Intelligence artificielle, logiciel sur-mesure… le high-tech au secours du budget des maires

Des start-up proposent une foule de solutions aux élus locaux pour réduire leurs factures de cantine, d’éclairage public ou de collecte des déchets. Tour d’horizon.

Meal Canteen est une application qui permet aux collégiens de commander leur repas la veille pour le lendemain et d’éviter le gaspillage.
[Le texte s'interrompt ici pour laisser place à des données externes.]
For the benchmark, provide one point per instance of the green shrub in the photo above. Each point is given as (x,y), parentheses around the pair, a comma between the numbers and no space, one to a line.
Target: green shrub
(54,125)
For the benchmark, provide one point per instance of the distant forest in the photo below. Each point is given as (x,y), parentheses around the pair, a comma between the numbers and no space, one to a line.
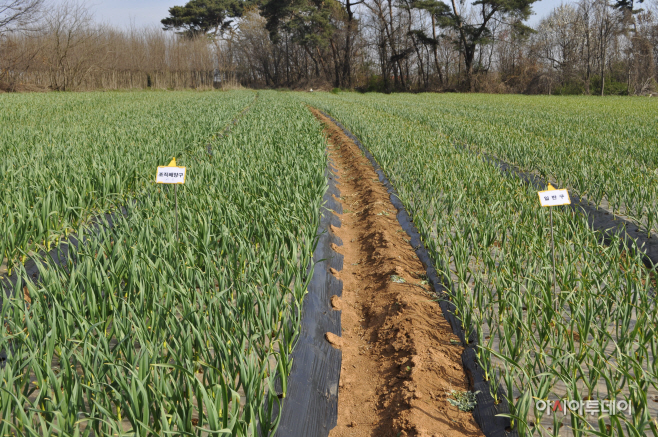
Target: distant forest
(590,47)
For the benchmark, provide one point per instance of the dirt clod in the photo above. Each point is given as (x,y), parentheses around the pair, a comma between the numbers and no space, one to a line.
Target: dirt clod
(336,302)
(334,340)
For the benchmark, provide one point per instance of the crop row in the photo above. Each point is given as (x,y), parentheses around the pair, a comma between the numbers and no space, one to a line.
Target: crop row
(574,142)
(68,157)
(593,337)
(141,333)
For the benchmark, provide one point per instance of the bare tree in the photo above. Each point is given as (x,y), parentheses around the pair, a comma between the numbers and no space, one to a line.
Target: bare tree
(19,14)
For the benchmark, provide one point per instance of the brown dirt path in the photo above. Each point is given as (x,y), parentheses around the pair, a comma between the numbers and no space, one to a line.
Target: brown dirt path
(398,362)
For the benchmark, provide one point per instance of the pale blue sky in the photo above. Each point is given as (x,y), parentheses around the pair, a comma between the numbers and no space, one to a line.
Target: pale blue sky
(149,12)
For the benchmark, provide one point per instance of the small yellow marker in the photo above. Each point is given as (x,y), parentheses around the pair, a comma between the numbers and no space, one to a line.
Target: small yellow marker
(172,174)
(554,197)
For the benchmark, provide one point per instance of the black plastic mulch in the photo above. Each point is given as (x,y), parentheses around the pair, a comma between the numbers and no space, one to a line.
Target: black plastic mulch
(310,408)
(486,410)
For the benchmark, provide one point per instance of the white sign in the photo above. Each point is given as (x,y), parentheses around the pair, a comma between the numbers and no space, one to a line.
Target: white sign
(170,175)
(554,197)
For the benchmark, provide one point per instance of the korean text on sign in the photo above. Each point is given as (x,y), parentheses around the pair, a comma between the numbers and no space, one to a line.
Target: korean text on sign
(554,198)
(170,175)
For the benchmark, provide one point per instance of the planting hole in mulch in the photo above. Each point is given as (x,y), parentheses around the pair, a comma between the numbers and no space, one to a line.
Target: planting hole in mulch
(399,366)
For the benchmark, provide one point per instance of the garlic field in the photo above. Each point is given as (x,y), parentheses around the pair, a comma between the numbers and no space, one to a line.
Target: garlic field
(594,339)
(142,332)
(139,333)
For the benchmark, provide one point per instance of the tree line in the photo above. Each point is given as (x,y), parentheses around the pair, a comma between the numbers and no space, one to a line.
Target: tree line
(597,47)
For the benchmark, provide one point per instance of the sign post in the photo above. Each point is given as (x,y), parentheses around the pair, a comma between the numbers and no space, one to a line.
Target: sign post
(549,198)
(172,174)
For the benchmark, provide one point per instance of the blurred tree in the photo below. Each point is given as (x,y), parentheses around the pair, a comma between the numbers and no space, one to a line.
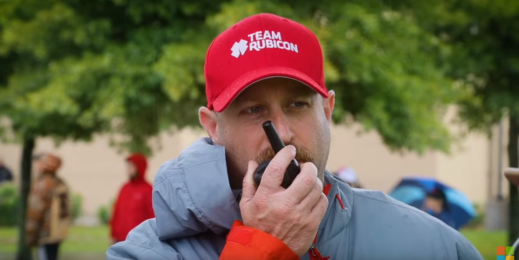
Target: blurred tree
(71,69)
(485,63)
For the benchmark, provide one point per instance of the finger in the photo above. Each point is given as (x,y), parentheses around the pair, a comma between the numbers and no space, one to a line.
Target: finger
(275,171)
(303,183)
(313,197)
(248,186)
(320,208)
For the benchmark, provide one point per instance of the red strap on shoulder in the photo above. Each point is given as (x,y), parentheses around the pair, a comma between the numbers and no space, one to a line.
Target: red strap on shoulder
(313,252)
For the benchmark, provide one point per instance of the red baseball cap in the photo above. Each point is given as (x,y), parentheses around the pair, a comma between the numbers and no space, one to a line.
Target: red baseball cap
(259,47)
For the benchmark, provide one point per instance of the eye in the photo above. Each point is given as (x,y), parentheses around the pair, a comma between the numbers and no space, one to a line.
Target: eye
(298,104)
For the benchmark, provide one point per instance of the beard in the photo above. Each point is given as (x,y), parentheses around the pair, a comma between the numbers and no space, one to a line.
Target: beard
(302,155)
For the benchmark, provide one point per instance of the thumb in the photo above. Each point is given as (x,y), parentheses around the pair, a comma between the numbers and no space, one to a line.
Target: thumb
(248,186)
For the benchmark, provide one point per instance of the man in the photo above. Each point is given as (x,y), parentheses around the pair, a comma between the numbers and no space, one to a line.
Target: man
(49,210)
(270,68)
(134,204)
(5,173)
(435,204)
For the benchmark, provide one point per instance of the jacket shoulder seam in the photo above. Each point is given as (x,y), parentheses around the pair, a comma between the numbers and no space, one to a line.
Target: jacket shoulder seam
(179,171)
(387,202)
(147,248)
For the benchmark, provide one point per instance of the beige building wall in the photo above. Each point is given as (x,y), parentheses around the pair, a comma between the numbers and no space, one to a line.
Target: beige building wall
(97,171)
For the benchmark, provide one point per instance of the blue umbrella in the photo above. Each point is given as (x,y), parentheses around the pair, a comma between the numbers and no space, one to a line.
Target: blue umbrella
(413,190)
C’est bientôt l’heure du déjeuner. Dans les stands du Salon des maires et des collectivités locales – qui a fermé ses portes le 21 novembre- on sort les petits fours et les bouteilles de champagne. Les élus locaux, invités à trinquer après une conférence, en profitent pour échanger des bons plans. Le must du cru 2020? Dans l’« allée des start-up », installée entre deux pavillons, les exposants multiplient les solutions pour contracter les dépenses des collectivités locales. Revue de détail.
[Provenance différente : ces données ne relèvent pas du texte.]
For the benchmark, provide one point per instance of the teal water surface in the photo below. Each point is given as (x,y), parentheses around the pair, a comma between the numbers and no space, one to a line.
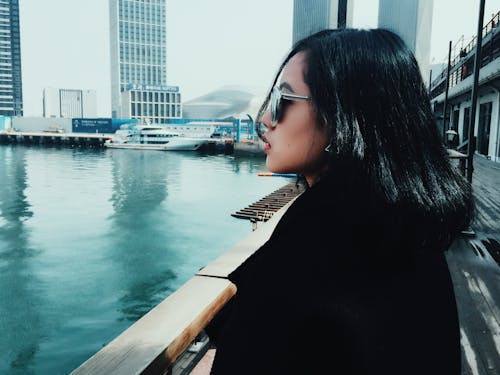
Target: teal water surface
(91,240)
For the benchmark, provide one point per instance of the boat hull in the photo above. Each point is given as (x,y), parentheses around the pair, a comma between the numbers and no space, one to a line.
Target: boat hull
(174,145)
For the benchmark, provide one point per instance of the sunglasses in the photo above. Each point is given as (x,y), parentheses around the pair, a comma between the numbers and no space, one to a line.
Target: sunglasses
(278,107)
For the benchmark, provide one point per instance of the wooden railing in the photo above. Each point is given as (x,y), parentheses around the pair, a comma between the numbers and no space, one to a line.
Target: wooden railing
(153,343)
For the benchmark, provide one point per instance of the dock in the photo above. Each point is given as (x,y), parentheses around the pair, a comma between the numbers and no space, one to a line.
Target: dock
(54,138)
(223,145)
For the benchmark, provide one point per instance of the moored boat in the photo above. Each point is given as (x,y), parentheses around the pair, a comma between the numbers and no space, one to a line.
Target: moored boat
(153,137)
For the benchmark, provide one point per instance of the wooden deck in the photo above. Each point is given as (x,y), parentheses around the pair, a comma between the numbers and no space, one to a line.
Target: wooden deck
(475,268)
(263,209)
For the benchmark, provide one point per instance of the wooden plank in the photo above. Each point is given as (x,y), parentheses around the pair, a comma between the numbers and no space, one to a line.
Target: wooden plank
(230,260)
(153,343)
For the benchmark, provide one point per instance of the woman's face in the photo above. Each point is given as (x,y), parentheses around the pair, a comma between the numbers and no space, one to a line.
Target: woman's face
(296,144)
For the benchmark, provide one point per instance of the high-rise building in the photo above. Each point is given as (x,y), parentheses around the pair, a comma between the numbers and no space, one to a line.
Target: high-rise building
(11,92)
(138,49)
(310,16)
(412,21)
(69,103)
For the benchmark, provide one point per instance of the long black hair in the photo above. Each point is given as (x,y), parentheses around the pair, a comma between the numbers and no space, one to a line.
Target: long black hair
(367,91)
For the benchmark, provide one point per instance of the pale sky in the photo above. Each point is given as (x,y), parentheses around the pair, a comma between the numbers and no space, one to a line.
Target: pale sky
(210,43)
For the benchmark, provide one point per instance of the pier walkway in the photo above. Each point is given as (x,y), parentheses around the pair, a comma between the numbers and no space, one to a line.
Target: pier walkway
(474,262)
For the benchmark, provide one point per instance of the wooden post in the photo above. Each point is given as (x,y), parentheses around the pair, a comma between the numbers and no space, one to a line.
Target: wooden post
(477,66)
(446,91)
Une appli anti-gaspillage dans les cantines

Voilà l’une des promesses de Meal Canteen. Lancée il y a près de trois ans, la jeune société a déjà proposé ses services à des mess de l’armée ou des collèges et lycées de la Loire et du Rhône. « Pour un plateau-repas d’une cantine scolaire, le gaspillage est en moyenne de 30 %, prévient Catherine Staron, la responsable du développement de Meal Canteen. L’Ademe (Agence de l’environnement et de la maîtrise de l’énergie) estime que cela coûte 68 centimes par plateau. Voilà pourquoi quelques communes, notamment Villefranche-sur-Saône (Rhône), envisagent d’utiliser à la rentrée prochaine l’application de Meal Canteen dans leurs établissements.
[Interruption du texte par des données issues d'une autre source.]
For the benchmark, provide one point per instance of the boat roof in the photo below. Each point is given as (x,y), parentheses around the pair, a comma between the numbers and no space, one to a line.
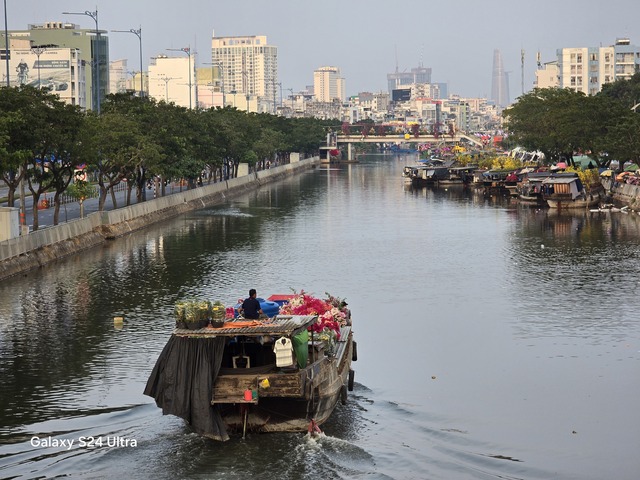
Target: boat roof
(568,178)
(280,325)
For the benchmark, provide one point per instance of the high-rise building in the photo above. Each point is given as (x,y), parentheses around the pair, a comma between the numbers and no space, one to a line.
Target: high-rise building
(586,69)
(249,66)
(500,82)
(328,85)
(417,75)
(92,51)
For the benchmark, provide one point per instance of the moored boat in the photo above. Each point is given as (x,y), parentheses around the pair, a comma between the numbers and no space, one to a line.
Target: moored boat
(529,190)
(565,190)
(279,374)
« Les parents choisiront précisément les menus de leurs enfants et, via un chat, ils pourront affiner les demandes, renseigner si les quantités sont conformes aux attentes, donner des conseils, poursuit Catherine Staron. L’objectif est de réduire peu à peu le gaspillage, de commander les repas au plus près… » Et, in fine, de baisser la facture des collectivités en matière de cantine scolaire.